Yazar: 19:07 Kitap İncelemesi, Roman

Tavhane Çocukları: Bir Romanın Okura Tutunuşu

Bir aylık kısa sürede ikinci baskıya ulaşan Tavhane Çocukları kapağına bakıldığı andan başlıyor okunmaya. Kitabın kapağında insana uzaklık hissi veren kahve, gri ve siyah renklerin kullanılması, oluşan o derinlik insanla konuşuyormuş hissi veriyor. Metni okudukça kapak resmini yapan Ressam Oben Yılmaz’ın romanı nasıl da iyi okuduğu ve içselleştirdiği anlaşılıyor. Roman okunup bitirildiğinde o kocaman dağların arasında doğan acının, ötekileştirmenin, karmaşanın ve kaybolanların izlerinde insan kendini arar buluyor. O zaman kapağın; metinleri oluşturan anlatımla nasıl da uyum içerisinde çizildiği daha iyi anlaşılıyor.

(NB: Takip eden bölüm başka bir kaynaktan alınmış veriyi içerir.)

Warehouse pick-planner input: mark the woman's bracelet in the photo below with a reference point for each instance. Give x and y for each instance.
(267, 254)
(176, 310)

Tavhane Çocukları, kapak resmindeki o dağların arasında doğan güneşin ısıtamadığı çocukların olduğu kadar kentlerde kocaman binaların gölgelerinin üzerlerine düştüğü bir roman aynı zamanda. 

Roman çocukluk ile ilgili sözlerle bölümleniyor. Kitabın tamamı çocukluk ile ilgili öndeyişlerle bölümlenmeye devam ediyor… Bu öndeyişler hem okuru metne hazırlıyor, hem de düşünmeye zorluyor. Her bir bölümün başında bulunan bu sözler öyle alelade yazılmış sözler değil, romanı katmanlara ayıran aynı zamanda anlamlandıran yerler. Bölüm başlamadan okuyucunun dikkatine sunduğu bu sözler, yola çıkacak olan çocukların sürüklendiği hayatı kente daha önce varanlarla buluşturan hikâyede başlangıcı yaratanlarla sonu yaratanların varlığını sorgulamaya yetiyor, artıyor bile. 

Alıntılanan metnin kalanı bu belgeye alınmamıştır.